After the ruling, Romney repeated his pledge to repeal the health-care overhaul if elected, a vow that intensifies questions about how he would cover the tens of millions of uninsured people the law is designed to cover. His campaign aides see no gain in providing such specifics, believing that doing so would only give Obama and Democrats a political target.
Instead, the Romney campaign is using the court’s 5-4 decision to stoke public discontent with the health-care law. His aides put word out less than an hour after the June 28 ruling that it had raised $100,000 in unsolicited donations. By the next morning, the total had jumped to $4.2 million, campaign spokeswoman Andrea Saul said in a Twitter message June 29.
Obama’s campaign, playing off the Romney fundraising effort, attacked the presumed Republican nominee over the lack of specifics he’s offered on health policy.

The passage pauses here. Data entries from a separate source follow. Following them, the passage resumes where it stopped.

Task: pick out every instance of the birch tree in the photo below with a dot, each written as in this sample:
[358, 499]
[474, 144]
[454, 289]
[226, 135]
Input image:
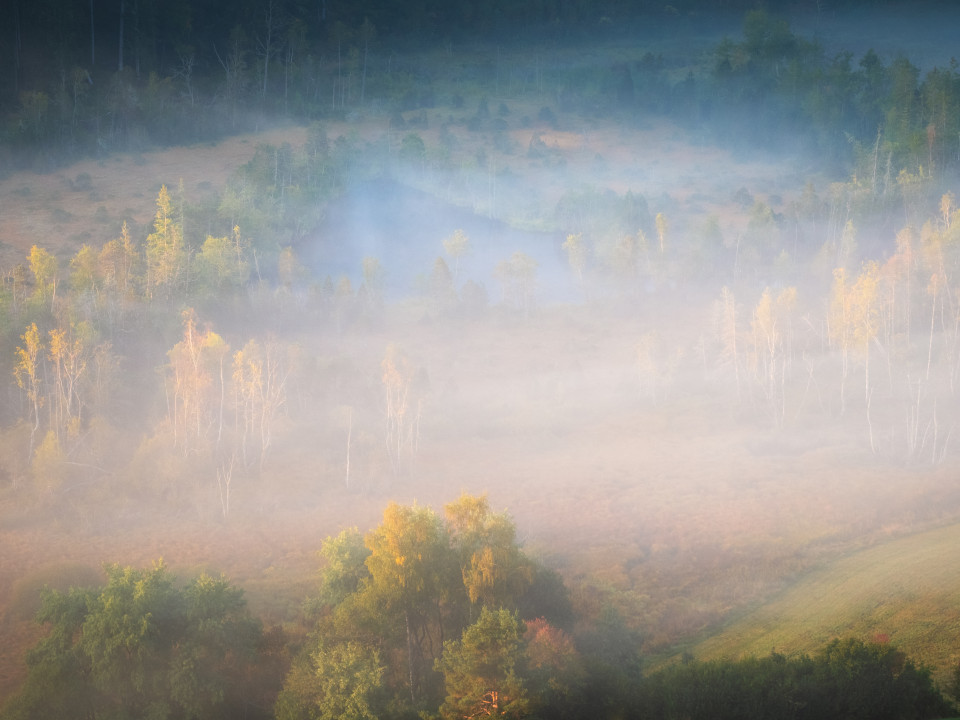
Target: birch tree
[27, 372]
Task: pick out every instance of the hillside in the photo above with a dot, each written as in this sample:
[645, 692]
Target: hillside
[906, 590]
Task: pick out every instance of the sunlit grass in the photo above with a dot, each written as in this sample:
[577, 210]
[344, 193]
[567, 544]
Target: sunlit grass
[905, 590]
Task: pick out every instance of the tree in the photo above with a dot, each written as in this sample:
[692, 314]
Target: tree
[401, 405]
[482, 672]
[165, 251]
[495, 572]
[140, 647]
[336, 681]
[43, 265]
[729, 332]
[345, 556]
[222, 263]
[410, 566]
[576, 255]
[118, 261]
[69, 351]
[457, 246]
[661, 222]
[518, 278]
[27, 372]
[260, 374]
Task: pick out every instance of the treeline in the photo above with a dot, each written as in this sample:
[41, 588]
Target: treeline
[423, 616]
[127, 76]
[886, 117]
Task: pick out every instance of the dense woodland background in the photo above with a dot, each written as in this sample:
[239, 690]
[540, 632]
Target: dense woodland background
[237, 356]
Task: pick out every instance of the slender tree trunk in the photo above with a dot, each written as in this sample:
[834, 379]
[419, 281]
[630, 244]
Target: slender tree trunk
[406, 616]
[120, 41]
[93, 58]
[349, 434]
[17, 48]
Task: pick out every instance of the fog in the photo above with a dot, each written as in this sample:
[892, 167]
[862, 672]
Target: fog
[699, 338]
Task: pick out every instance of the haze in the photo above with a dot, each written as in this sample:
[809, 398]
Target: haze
[695, 327]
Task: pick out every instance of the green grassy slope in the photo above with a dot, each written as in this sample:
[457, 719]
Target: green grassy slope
[906, 589]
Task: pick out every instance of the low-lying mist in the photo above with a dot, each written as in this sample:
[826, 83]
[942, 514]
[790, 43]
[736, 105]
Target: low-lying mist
[692, 367]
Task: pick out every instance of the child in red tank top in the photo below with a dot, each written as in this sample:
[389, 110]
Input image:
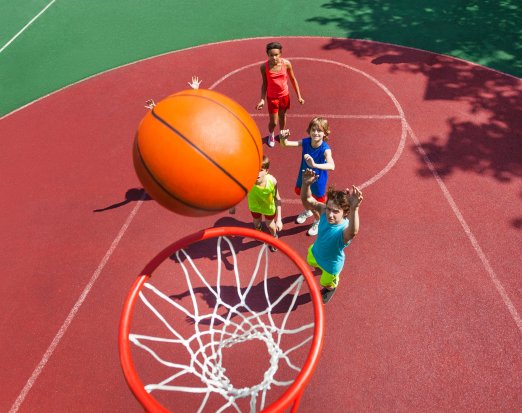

“It’s perverse that Mitt Romney won’t share details about what he’d do for the millions he’d leave uninsured or at the whims of insurance companies when he ‘kills Obamacare dead,’ but he’ll share the hourly details of his fundraising,” Ben LaBolt, press secretary for the president’s re-election team, said in an e-mail June 29.
The White House is also urging congressional Republicans to drop their drive to repeal the law. Obama’s Chief of Staff Jack Lew, speaking yesterday on CNN’s “State of the Union” program, said the public wants its government to “get over the debate and implement the law.”
Senate Minority Leader Mitch McConnell, a Kentucky Republican, said the law amounts to a tax on the American people and its repeal remains the party’s top priority. “We need to go step by step to replace it with more modest reforms,” he said on the same program.
Both Supreme Court victories safeguarded administration action on issues important to Democratic constituencies Obama needs to turn out on Election Day.
The health law, culminating a push for a national health plan that stretches back to Theodore Roosevelt’s 1912 “Bull Moose” candidacy, is a tangible achievement for the Democrats’ liberal base. The stand against Arizona’s immigration law is important to Hispanics, a large constituency in battleground states including Nevada, Colorado, Florida and Virginia.
“It’s a strong signal to Hispanic voters,” Jamieson said. “There’s an immediate, tangible benefit because parts of that law cannot be enforced.”
Among conservative voters, determination to turn Obama out of office will grow, Davis said. The court’s health-care opinion that the law is constitutional under the federal government’s taxing authority will give Republicans ammunition to portray Obama as raising taxes, he said.
“In politics, the losers don’t forget,” Davis said. “The winners move on.”